Multiple myeloma (MM) is a universally fatal B cell malignancy despite aggressive treatment approaches. Approximately 50,000 Americans currently have the disease and it accounts for 1-2% of all cancer deaths. Newer therapeutic strategies are clearly needed for this disease and these are likely to arise from a better understanding of the biology of myeloma.
Comparison of the spectrum of clinical disease between MM and its clinically benign precursor condition, monoclonal gammopathy of undetermined significance (MGUS) have provided direction into the investigation of those changes that may be important in the pathogenesis of myeloma. During long-term follow-up of 241 patients with MGUS, 59 patients (24.5%) went on to develop MM or a related plasmaproliferative disorder. A potential role for the acquired expression of various cytokines such as interleukin-1 beta (IL-1beta) and other cellular factors in the monoclonal plasma cells has been implicated in the progression of MGUS to MM. In this regard, the IL-1beta gene is not expressed in normal plasma cells, but we have shown that IL-1beta is expressed by plasma cells obtained from virtually all myeloma patients. In contrast, plasma cell IL-1beta expression was observed in less than 25% of patients with MGUS. Functionally, IL-1beta has potent osteoclast activating factor activity, can increase the expression of adhesion molecules, and can induce paracrine IL-6 production. These biologic effects of IL-1beta closely parallel several of the clinical features of human myeloma such as osteolytic bone lesions, ?homing? of myeloma cells to the bone marrow, and IL-6 induced cell growth. Since MGUS is relatively common in the general population and myeloma is incurable in virtually all cases, identification of those MGUS patients likely to progress to active myeloma will be important in the development of new therapeutic strategies. The above observations suggest that treatment of patients with an effective IL-1beta inhibitor may be a rational therapeutic approach in individuals with early myeloma or high-risk MGUS. We anticipate initiating clinical trials with an IL-1 inhibitor in 2002.
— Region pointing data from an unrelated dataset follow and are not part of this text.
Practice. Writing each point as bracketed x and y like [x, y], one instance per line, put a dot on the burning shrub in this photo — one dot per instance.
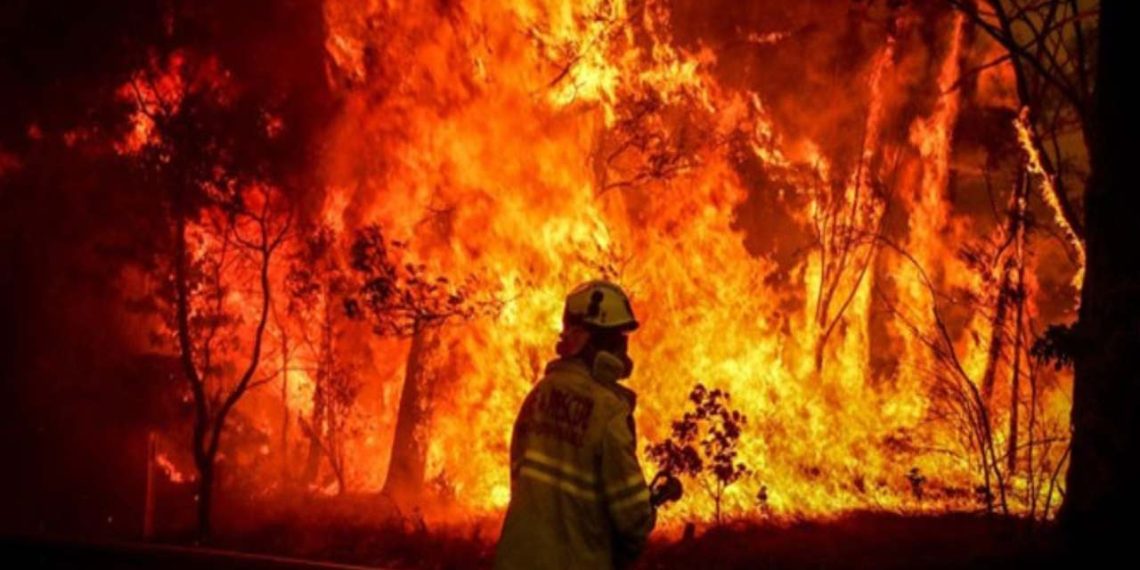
[703, 444]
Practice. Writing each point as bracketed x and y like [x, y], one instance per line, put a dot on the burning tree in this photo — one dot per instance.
[209, 151]
[319, 284]
[401, 300]
[705, 442]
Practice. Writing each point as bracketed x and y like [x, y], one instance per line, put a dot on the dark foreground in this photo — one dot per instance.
[861, 540]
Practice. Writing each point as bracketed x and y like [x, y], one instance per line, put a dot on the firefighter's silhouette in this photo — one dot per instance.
[578, 497]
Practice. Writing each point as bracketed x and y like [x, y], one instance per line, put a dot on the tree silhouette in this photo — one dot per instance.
[400, 299]
[705, 442]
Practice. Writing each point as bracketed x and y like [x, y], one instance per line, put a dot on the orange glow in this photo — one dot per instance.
[539, 144]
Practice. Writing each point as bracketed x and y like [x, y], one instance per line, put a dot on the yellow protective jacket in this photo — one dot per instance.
[578, 497]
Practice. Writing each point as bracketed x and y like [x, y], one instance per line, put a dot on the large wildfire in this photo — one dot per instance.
[828, 210]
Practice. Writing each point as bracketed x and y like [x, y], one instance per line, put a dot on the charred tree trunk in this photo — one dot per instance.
[205, 498]
[405, 478]
[285, 413]
[1101, 482]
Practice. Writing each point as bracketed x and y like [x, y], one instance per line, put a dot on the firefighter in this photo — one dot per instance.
[578, 497]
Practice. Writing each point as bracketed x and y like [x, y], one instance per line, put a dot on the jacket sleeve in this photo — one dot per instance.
[625, 490]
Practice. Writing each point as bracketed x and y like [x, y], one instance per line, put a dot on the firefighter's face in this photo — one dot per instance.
[572, 340]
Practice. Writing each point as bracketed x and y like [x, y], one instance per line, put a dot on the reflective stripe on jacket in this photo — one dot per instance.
[578, 497]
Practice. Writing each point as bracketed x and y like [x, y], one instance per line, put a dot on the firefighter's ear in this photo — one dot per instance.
[610, 367]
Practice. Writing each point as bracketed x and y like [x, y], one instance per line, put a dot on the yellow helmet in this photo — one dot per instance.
[600, 304]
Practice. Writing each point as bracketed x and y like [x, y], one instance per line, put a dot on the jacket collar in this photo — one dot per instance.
[576, 366]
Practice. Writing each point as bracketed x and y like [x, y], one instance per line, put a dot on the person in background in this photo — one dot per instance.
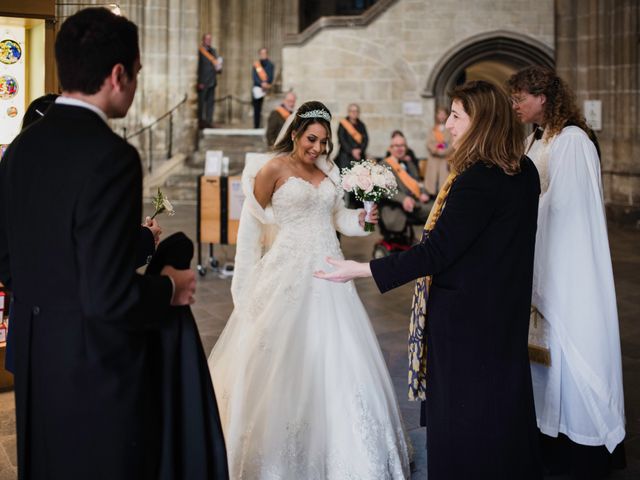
[439, 148]
[278, 116]
[579, 396]
[209, 66]
[352, 137]
[411, 199]
[262, 73]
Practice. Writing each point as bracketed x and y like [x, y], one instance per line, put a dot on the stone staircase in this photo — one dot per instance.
[181, 185]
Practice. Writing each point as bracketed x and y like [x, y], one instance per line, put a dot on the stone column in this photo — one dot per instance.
[168, 32]
[597, 47]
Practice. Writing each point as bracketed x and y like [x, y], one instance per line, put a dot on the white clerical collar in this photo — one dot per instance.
[74, 102]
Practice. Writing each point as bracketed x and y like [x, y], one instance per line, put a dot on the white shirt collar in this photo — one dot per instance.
[74, 102]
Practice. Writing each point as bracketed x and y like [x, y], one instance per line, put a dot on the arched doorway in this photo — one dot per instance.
[491, 56]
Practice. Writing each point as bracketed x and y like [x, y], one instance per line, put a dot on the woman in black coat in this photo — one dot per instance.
[474, 271]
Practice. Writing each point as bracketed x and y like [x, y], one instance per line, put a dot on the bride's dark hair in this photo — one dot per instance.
[300, 125]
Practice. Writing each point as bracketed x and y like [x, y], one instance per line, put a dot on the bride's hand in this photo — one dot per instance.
[344, 271]
[374, 216]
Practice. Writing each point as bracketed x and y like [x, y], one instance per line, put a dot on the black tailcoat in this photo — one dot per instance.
[82, 321]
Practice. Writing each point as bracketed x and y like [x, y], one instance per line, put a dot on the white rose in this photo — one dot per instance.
[167, 206]
[359, 170]
[364, 183]
[390, 179]
[348, 182]
[379, 179]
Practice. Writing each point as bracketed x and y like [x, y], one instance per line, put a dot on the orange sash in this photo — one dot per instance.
[208, 56]
[408, 181]
[351, 130]
[260, 71]
[284, 113]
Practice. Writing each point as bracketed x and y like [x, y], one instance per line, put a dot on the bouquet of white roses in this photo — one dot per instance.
[369, 181]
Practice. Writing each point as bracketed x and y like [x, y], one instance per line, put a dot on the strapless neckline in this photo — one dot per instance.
[300, 179]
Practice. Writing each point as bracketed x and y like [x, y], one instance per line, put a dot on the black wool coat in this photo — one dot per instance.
[479, 411]
[82, 319]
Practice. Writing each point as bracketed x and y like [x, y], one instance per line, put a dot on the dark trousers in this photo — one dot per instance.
[561, 456]
[206, 105]
[257, 111]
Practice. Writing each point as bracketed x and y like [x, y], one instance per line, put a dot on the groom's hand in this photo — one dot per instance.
[184, 285]
[344, 271]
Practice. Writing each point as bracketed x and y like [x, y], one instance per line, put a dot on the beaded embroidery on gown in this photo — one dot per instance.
[303, 389]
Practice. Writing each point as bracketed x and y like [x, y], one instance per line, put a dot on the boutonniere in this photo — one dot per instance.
[162, 204]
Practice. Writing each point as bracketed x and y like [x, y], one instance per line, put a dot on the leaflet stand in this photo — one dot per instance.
[211, 217]
[218, 206]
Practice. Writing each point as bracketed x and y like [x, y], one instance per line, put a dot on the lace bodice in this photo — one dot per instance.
[304, 215]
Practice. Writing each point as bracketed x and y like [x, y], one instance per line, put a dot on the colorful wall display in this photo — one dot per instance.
[12, 81]
[10, 51]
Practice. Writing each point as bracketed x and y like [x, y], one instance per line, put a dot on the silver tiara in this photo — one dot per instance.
[316, 114]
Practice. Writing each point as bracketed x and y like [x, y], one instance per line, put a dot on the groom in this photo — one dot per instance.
[83, 321]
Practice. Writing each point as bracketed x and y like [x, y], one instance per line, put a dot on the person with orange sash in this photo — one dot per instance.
[209, 66]
[412, 203]
[278, 116]
[262, 72]
[353, 138]
[439, 147]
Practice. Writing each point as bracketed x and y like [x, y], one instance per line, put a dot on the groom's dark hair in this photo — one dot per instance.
[88, 46]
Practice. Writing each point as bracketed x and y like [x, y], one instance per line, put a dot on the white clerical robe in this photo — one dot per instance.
[580, 394]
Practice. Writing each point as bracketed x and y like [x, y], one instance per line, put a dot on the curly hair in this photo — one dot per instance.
[560, 109]
[300, 125]
[494, 136]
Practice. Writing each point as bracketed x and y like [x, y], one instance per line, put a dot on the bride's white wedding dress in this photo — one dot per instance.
[303, 390]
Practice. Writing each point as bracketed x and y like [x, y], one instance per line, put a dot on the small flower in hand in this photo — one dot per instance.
[161, 203]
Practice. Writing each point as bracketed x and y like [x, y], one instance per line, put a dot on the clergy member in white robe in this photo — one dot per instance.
[580, 393]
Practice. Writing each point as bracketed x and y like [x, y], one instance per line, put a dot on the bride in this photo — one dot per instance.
[303, 389]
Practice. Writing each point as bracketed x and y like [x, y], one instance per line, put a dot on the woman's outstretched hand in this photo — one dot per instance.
[344, 271]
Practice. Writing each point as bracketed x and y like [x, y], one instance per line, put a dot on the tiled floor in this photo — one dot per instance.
[389, 316]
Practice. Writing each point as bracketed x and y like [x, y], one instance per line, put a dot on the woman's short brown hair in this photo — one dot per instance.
[494, 136]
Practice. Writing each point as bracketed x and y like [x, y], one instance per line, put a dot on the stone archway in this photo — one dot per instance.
[509, 49]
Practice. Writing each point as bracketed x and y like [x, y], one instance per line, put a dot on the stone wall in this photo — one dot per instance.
[386, 63]
[598, 54]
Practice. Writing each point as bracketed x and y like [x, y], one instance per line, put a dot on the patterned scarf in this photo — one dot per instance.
[417, 344]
In addition, we are attempting to target myeloma cells using novel antibody engineering techniques. We have successfully constructed a single chain variable fragment (scFv) gene specific for the CD38 molecule, the most common antigen on myeloma cells. This was accomplished by fusing the anti-CD38 hybridoma immunoglobulin heavy chain gene with the light chain gene. We are using the scFv protein as a carrier to introduce "toxin" genes into myeloma cells. Preliminary results suggest that the scFv binds to CD38 and is internalized. We are currently investigating those factors important in scFv internalization and in the stability of the scFv in vivo.